Home » Blog » Africa » How big’s Wikipedia? Around 23 meters, near as I can tell.

How big’s Wikipedia? Around 23 meters, near as I can tell.

I’ve been reading UserFriendly since the third or fourth day it’s been online. JD “Illiad” Frazier was good enough to feature Geekcorps prominently on the site, helping us recruit dozens of volunteers. But I read less out of loyalty and more because he periodically makes me laugh so hard I fall out of my chair.

The cartoon is a reference to a recent Reuters story where Wikipedia founder Jimmy Wales talks about plans to create a static version of the encyclopedia for distribution in the developing world.

This isn’t exactly a breaking news story: Jimmy’s said from the start of the project that he was trying to create a free encyclopedia that could be distributed to people offline. There’s a page on Wikipedia – Pushing to 1.0 – on the topic which has been around since last November. And the project seems to focus, primarily, on creating a static version that could be distributed on CDROM or DVD, and less on partial paper versions.

(If Wikipedia were printed out, it would create a pile of pages roughly 23 meters high. According to a mid-2003 study, the average article on Wikipedia was 2,100 characters, or roughly 2KB. There are currently 804,000 English language articles. Assuming 600 words, we’re talking 3-4 KB per page. Let’s call it 7KB on both sides of a printed page. We’d need 229,714 printed pages to contain the English edition. A ream – 500 sheets of paper – is roughly 5cm thick, giving us roughly 10 pages per milimeter. The comprehensive edition, containing 1.8 million articles in 100 languages, is roughly 51 meters high…)

Illiad’s a little off when he references a single page in a local language…but not by much. The Kiswahili edition has 87 articles… Bambara just reached 68… Lingala’s up to 144.

Does this mean that Wikipedia’s a failed experiment in African languages? Probably not. Using the ‘net in Africa right now requires pretty good English or French language skills – while projects like Translate.org.za and Jambo Open Office are creating browsers and other tools in local languages, the vast majority of African net users at present are bilingual or multilingual. We’ve seen, in the middle east Wikipedia community, that many speakers who are bilingual in English and Arabic are contributing to the English wikipedia rather than the Arabic, because the Arabic wikipedia is so small, and there’s a perception that for the work to be recognized, used and appreciated, it needs to be on the widely used English encyclopedia.

It’s going to be interesting to follow the development of the Swahili wikipedia.
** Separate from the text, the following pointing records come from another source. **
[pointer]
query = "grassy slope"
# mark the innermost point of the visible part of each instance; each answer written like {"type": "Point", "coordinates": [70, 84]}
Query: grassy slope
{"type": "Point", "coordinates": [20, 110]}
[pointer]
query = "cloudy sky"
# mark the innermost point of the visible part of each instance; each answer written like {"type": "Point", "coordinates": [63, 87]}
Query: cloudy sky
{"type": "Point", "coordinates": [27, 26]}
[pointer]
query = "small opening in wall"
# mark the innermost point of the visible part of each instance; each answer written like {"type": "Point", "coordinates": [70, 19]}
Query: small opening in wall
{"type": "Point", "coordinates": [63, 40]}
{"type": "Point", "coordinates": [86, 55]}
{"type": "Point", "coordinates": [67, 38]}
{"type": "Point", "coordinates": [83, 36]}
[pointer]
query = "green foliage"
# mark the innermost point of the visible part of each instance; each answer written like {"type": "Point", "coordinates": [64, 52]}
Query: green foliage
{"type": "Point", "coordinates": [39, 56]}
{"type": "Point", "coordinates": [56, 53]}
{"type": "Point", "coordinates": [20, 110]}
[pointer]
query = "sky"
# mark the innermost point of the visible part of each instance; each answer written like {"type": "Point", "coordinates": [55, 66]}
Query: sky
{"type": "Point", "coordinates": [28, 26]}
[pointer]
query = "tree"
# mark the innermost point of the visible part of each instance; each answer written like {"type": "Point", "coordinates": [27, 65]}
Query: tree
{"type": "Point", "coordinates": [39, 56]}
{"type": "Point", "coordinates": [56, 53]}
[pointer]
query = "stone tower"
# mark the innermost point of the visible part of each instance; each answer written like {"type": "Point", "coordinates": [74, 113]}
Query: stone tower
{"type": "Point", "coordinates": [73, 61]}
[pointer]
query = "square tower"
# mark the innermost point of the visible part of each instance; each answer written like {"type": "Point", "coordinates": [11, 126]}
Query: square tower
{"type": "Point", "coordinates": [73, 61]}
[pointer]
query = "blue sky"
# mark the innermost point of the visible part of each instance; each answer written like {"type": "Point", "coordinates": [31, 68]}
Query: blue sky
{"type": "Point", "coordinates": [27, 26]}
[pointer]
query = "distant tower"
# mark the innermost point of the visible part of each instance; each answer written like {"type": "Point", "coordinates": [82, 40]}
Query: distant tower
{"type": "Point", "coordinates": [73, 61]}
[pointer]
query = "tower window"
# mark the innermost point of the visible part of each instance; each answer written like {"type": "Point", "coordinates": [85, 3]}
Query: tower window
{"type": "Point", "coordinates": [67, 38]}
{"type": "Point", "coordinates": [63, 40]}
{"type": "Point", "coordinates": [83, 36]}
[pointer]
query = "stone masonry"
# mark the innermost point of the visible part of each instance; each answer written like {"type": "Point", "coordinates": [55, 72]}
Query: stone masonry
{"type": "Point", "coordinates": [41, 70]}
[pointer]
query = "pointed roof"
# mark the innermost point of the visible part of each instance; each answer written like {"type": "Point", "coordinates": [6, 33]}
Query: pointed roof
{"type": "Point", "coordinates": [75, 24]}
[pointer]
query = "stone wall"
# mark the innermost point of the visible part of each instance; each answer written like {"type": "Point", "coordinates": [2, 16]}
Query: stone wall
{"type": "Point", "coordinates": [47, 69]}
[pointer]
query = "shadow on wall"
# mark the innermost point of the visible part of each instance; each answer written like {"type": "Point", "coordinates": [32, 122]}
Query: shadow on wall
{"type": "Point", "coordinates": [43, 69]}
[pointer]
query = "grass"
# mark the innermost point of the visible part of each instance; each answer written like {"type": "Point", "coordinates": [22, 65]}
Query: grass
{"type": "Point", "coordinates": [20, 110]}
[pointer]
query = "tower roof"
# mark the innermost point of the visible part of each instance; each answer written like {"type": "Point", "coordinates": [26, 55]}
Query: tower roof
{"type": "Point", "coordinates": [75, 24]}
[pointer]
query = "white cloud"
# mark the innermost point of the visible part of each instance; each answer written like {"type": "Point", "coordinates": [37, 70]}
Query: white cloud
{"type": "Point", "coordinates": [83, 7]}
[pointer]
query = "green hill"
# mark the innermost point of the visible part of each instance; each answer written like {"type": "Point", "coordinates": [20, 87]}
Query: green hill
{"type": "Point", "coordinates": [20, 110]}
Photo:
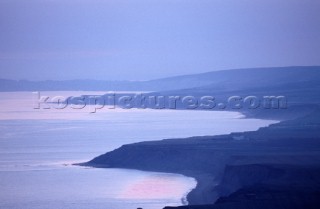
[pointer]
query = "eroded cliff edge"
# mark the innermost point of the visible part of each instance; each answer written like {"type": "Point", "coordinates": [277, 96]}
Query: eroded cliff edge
{"type": "Point", "coordinates": [226, 164]}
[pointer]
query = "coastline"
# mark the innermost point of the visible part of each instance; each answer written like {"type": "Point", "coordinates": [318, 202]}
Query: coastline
{"type": "Point", "coordinates": [205, 158]}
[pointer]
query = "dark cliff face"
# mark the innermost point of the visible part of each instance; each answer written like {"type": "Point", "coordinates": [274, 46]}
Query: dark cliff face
{"type": "Point", "coordinates": [268, 187]}
{"type": "Point", "coordinates": [276, 157]}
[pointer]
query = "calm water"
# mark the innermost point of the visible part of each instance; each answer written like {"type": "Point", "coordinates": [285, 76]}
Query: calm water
{"type": "Point", "coordinates": [37, 148]}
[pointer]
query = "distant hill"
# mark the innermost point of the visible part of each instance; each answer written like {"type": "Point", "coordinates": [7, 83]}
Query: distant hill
{"type": "Point", "coordinates": [230, 80]}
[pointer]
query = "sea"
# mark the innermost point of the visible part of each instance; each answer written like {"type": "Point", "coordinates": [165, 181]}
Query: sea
{"type": "Point", "coordinates": [38, 148]}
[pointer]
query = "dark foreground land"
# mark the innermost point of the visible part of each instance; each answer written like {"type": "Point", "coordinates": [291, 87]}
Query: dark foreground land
{"type": "Point", "coordinates": [274, 167]}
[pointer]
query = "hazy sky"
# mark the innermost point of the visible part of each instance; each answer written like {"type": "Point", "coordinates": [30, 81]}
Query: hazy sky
{"type": "Point", "coordinates": [145, 39]}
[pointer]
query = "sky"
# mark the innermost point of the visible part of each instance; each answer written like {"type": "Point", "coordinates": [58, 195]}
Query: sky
{"type": "Point", "coordinates": [148, 39]}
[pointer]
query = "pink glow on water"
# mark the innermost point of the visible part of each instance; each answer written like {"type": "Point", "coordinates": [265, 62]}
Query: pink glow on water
{"type": "Point", "coordinates": [158, 186]}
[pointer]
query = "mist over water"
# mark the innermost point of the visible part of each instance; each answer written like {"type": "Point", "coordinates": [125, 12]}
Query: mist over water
{"type": "Point", "coordinates": [37, 148]}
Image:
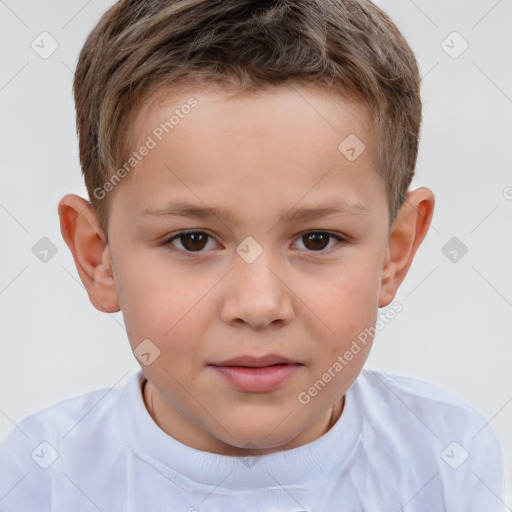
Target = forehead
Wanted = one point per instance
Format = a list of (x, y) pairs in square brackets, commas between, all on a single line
[(287, 142)]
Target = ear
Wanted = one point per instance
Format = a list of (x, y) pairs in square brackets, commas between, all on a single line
[(407, 232), (81, 232)]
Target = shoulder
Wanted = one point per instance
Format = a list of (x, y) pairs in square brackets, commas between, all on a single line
[(60, 419), (58, 433), (420, 395), (424, 413), (432, 425)]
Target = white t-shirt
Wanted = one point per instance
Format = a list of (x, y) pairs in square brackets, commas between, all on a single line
[(400, 445)]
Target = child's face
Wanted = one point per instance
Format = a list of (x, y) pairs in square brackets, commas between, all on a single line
[(264, 161)]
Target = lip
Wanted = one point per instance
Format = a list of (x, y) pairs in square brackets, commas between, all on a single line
[(256, 361), (257, 374)]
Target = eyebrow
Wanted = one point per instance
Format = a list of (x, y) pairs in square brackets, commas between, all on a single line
[(226, 215)]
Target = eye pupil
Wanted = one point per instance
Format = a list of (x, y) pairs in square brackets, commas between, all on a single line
[(198, 240), (319, 240)]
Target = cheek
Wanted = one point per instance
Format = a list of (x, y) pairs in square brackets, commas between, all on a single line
[(160, 302)]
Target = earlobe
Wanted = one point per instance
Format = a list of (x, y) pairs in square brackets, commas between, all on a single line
[(81, 232), (408, 231)]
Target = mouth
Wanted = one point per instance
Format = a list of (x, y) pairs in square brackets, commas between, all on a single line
[(257, 374)]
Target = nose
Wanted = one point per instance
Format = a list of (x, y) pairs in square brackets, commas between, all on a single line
[(257, 295)]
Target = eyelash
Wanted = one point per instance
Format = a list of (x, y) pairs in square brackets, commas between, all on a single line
[(168, 241)]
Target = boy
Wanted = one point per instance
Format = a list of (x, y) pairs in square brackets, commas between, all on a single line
[(280, 138)]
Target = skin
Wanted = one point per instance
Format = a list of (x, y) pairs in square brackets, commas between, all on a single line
[(260, 157)]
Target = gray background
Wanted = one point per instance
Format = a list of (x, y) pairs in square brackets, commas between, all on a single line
[(455, 328)]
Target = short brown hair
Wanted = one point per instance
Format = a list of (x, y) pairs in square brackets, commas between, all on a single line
[(349, 47)]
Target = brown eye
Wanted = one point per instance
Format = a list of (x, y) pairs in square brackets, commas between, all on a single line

There’s a small but passionate group of Swahili language bloggers, and one of the key figures in that community, Ndesanjo Macha, has gotten involved with the Wikipedia project. If the Swahili community can mobilize to bring the Swahili wikipedia to a thousand or ten thousand entries, then perhaps it makes a good deal of sense to distribute it on CD or paper to students who wouldn’t otherwise have affordable reference materials in their native language.

7 thoughts on “How big’s Wikipedia? Around 23 meters, near as I can tell.”

  1. I was blown away by the size of the Ido encyclopedia, Steven – pretty amazing!

    At 29,435 articles, my calculations say you should be able to fit the esperanto version onto 8,410 sheets of paper. That’s a thick stack, but under a meter – you could start carrying it with you wherever you go… :-)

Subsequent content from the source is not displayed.